Let, consider again,

 $\cfrac { 1 }{ \varepsilon _{ o }}\oint{ \cfrac { 1 }{ 4\pi a^2_{\psi} }}\cfrac{d\,q_{\psi}}{d\,t}\,d\,A_l= \oint_{2\pi a_{\psi}}{\cfrac{d\,(2 \pi mc)}{d\,t}}\,d\,\lambda$

$\cfrac { 1 }{ 4\pi\varepsilon _{ o }}\oint{ \cfrac { 1 }{ 2\pi a^2_{\psi} }}\cfrac{d\,q_{\psi}}{d\,t}\,d\,A_l= \oint_{a_{\psi}}{\cfrac{d\,( mc)}{d\,t}}\,d\,\lambda= \oint_{2\pi a_{\psi}}{F_\psi}\,d\,\lambda$

without the correction to circular momentum.

Since,

$J_{\psi}=\cfrac { 1 }{ 2\pi a^2_{\psi} }\cfrac{d\,q_{\psi}}{d\,t}$

 $\cfrac { 1 }{ 4\pi\varepsilon _{ o }}\oint{ J_{\psi}}\,d\,A_l= \oint_{2\pi a_{\psi}}{F_\psi}\,d\,\lambda$

And then we make the adjustment to $\varepsilon _{ o }$, $4\pi\varepsilon _{ o }\rightarrow\varepsilon _{ new }$  to correct for the mssing $2\pi$ factor for circular momentum.

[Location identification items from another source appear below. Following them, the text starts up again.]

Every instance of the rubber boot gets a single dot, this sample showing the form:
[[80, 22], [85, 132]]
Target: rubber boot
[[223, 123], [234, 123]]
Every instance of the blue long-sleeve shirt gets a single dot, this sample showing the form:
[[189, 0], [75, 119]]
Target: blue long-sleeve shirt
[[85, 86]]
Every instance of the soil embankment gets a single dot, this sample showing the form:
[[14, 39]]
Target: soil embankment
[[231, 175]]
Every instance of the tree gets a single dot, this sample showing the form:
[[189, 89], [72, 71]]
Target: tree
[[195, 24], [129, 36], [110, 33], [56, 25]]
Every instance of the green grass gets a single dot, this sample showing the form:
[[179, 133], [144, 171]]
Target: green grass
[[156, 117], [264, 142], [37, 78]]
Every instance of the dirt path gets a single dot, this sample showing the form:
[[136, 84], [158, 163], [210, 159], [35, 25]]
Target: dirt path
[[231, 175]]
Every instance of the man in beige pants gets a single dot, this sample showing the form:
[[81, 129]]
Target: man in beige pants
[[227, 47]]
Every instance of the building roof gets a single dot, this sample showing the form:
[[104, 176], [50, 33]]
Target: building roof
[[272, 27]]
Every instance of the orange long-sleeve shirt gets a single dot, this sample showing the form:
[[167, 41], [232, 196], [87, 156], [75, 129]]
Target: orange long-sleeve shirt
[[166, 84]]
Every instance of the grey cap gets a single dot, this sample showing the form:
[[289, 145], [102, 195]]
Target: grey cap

 $\cfrac { 1 }{\varepsilon _{ new }}\oint{ J_{\psi}}\,d\,A_l= \oint_{2\pi a_{\psi}}{F_\psi}\,d\,\lambda$

 Since, $\mu_{new}=\varepsilon_{new}=\cfrac{1}{c}$

 $\cfrac { 1 }{\mu_{ new }}\oint{ J_{\psi}}\,d\,A_l= \oint_{2\pi a_{\psi}}{F_\psi}\,d\,\lambda$

Why not simply make the adjustment $mc\rightarrow2\pi mc$, and obtain,

$\cfrac { 1 }{ 2\varepsilon _{ o }}\oint{ J_{\psi}}\,d\,A_l= \oint_{2\pi a_{\psi}}{F_\psi}\,d\,\lambda$

as in the post "Maxwell And Particles"???

This expression is wrong because it is still using the old definitions of $\mu_o$ and $\varepsilon_o$.